Prof A Rostami, Dr J Barber
No more applications being accepted
Funded PhD Project (European/UK Students Only)
About the Project
The exposures of advanced cancer therapeutics in cancer patients are associated with high variability (Sparreboom, 2009). Although many of these are kinase inhibitors with high protein binding and extensive CYP-mediated metabolism, the variations in plasma protein levels or CYP expression in the healthy population are unable to explain the extent of observed exposure variability in cancer patients.

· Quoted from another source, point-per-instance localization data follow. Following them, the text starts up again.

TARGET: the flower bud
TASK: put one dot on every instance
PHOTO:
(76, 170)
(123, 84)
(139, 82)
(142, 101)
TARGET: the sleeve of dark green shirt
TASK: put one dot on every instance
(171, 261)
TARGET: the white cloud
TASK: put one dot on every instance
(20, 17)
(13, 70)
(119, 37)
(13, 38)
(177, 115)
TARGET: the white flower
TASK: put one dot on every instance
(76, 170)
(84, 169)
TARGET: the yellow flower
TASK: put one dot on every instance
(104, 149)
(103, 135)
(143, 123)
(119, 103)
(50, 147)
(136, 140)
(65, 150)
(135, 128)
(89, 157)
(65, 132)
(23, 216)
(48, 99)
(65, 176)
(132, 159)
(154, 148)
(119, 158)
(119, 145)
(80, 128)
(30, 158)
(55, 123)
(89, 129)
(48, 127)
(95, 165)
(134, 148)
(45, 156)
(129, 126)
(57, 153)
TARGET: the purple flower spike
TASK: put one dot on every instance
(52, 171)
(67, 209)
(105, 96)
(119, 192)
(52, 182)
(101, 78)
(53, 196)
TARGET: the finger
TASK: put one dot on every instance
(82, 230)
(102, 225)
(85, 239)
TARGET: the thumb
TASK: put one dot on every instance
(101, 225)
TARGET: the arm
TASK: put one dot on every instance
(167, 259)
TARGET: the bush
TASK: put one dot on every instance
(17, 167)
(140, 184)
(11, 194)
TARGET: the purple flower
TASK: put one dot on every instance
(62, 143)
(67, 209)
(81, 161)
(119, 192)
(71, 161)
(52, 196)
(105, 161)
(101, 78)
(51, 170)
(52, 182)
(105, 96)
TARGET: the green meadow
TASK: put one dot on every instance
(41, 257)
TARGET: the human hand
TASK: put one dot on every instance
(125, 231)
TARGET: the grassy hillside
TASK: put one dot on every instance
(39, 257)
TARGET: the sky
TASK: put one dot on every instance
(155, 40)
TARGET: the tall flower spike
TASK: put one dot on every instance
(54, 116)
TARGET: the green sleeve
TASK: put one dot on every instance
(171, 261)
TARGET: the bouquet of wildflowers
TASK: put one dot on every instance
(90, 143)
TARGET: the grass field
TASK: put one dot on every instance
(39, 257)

Potential differences in pharmacokinetics (PK) between healthy subjects and patients with cancer were investigated using a physiologically based pharmacokinetic approach integrating demographic and physiological data from patients with cancer (Cheeti, 2013). Demographic data included age, sex and body weight, and clinical laboratory measurements such as albumin, alpha-1 acid glycoprotein (AAG) and haematocrit were collected in ~2500 patients with cancer. In general, haematocrit and albumin levels were lower and AAG levels were higher in patients with cancer. However, the impact of differences in the activity and expression of drug metabolizing enzymes as well as uptake and efflux transporters between cancer patients and the healthy were not considered, although their potential to impact exposure is huge. Oncogenic signalling enhances protein synthesis by hyper-activating cellular protein translation machinery. At the same time, dysregulation of mitochondrial metabolism and overproduction of reactive oxygen species (ROS) in cancer patients can damage cellular proteins through oxidation, leading to misfolding and aggregation of proteins, and therefore to loss of enzyme abundance and activity. Considering the recent reports on high frequency of physiologically-based pharmacokinetic (PBPK) predictions in oncology area (Yoshida et al 2017), creation of reliable virtual populations for various cancer patients is essential. Proteomics technique have proved to be very usful in linking the in vitro data to clinical observations in this context (Al-Feteisi et al 2015).
Funding Notes
Applicants are expected to hold (or about to obtain) a minimum upper second class undergraduate degree (or equivalent) in chemistry, biochemistry, pharmacology or related subject. A Masters degree at merit level or above and previous research experience would be a distinct advantage.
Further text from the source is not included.